Court Ordered Mediation: What You Should Know

Court ordered mediation - All you need to know

Learning all you need to know about a court-ordered mediation can feel daunting.  When a court orders the parties in a family law case to mediation, there are often many questions about the process and whether the parties will be punished for failing to settle.  Family law frequently involves high emotions, and mediation can feel like a difficult step in such a case. 

However, mediation can often produce results that help both parties feel as if they are heard and understood and can increase their ability to collaborate in the future. Mediation also allows the parties to have control over the outcome of their dispute and not leave it up to a judge. Mediation can often be incredibly beneficial to the case, and a judge may see the potential it presents if they order it. This article explains what court-ordered mediation is and how the process differs from traditional voluntary mediation.  

The Promise of Mediation Process

Mediation is a process where the parties meet with a neutral third party called a mediator who will work with the parties on their dispute to attempt to settle.  Mediation encourages the parties to work collaboratively to creatively solve the problems they have presented.  Traditionally, this is a voluntary process, and in family court matters, it often occurs near the beginning of a case—occasionally even before the case has been filed. 

However, a court may see that the parties to a dispute may be able to settle some or all of the dispute and that they should have the opportunity to do so with a mediator.  The neutral third party mediator allows the negotiation to proceed fairly and neutrally, and the process is not binding, so if the parties cannot agree on a solution, the court case will resume.  

Court-ordered Mediation v. Voluntary Mediation

In many states, family court cases must attempt mediation or settlement before the case can move forward in the trial.  In other states, the courts can order mediation when they believe the parties may benefit from the process.  In either case, the parties will typically be excused from the obligation if they have already participated in mediation or if safety concerns with the parties working together are present.  There are several differences between mediation being ordered by the court and mediation that the parties choose to participate in.  

These differences include: 


This is probably the most obvious difference, but court-ordered mediation is not voluntary. Deciding whether or not to attend mediation is not optional. Once a party has been notified that the court has ordered mediation, they must participate. Voluntary mediation will only happen when the parties have agreed to participate, and there are no penalties for choosing not to.  

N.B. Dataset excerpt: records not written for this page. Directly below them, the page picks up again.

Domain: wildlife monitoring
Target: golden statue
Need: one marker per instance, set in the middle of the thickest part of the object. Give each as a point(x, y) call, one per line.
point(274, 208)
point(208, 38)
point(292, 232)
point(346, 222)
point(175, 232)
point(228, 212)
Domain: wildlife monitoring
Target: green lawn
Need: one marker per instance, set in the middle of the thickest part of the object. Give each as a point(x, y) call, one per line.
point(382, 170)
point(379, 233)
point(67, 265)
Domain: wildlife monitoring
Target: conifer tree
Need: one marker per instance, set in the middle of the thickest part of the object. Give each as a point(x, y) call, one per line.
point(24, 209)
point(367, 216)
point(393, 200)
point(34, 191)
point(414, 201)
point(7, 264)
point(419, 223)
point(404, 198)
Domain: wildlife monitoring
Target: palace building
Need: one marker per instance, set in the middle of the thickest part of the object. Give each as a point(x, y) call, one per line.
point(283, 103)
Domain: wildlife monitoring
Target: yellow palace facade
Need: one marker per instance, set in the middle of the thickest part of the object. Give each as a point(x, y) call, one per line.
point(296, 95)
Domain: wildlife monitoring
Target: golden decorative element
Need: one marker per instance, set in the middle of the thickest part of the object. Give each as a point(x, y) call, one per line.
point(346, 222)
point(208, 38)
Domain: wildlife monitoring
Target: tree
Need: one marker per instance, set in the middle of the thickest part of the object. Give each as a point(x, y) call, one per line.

Similarly, because a court-ordered mediation will be ordered and set up by the court, the parties may lose some of the flexibility they would typically have when participating in voluntary mediation. They cannot choose the time, date, location, or mediator, which places the mediation process further outside the parties’ control.  

Time Requirements:

In some states, the court can order that the parties attempt to participate in mediation for at least a set time.  These requirements usually discourage the parties from attending mediation for a few minutes before calling it off.  It also encourages the parties to put effort into the time they have.  However, in involuntary mediation, the parties can stop the mediation and walk away whenever they like.  


Voluntary mediation often occurs early on in the case, sometimes even before the case is filed. Court-ordered mediation only occurs once a case is filed. The exact timing of the order may vary based on local laws, but it will typically occur later.  

While court-ordered mediation has some distinct differences, the process will be the same whether it is court-ordered or voluntary.  

What to Expect in Court-Ordered Mediation

Because the mediation process will often stay the same between voluntary and court-ordered mediation, the basics of mediation will still apply to court-ordered mediation.  The process follows a similar pattern, although it may change slightly depending on a mediator’s style.  Mediation typically moves through the following steps: 


The mediation will begin with the parties and the mediator introducing themselves to each other.  The mediator will also often give the parties an overview of how the process will run and establish any ground rules that may be needed for the day.  

Opening Statements:

During this section, the parties can present their case to the mediator and the other party and explain what they would like and why they would like it. This is typically the only time the parties will have to give their version of the situation to the other party.  


The mediator will often separate the parties after the opening statements and participate in individual meetings with each party to gain a deeper understanding of the case from each side.  Whatever either party tells the mediator in these meetings will not be shared with the other party without permission.  


Eventually, the parties will begin to bargain with each other for their version of the settlement. Family mediation can mean discussing how to split child custody, parenting time, assets, money, and other parts of their lives. The mediator may have the parties work together in the same room, or they may shuttle the offers back and forth.  


The mediation will end with an agreement between the parties. This can either be an agreement to settle the case or an agreement that the parties cannot settle the case at this time and would like to move forward with litigation.  


Mediation is a beneficial tool in cases where the parties must agree on aspects of the case. It is usually voluntary, but courts occasionally order it, especially in family court cases. Mediation can help the parties work together to solve their problems and find a way to move forward together. It gives the parties a sense of agency over their futures and can help them make better decisions together. 

While court-ordered mediation may feel intimidating, know that the parties’ best interests are at the heart of the matter. Court-ordered mediation allows the parties to settle their dispute amicably and move forward with their lives.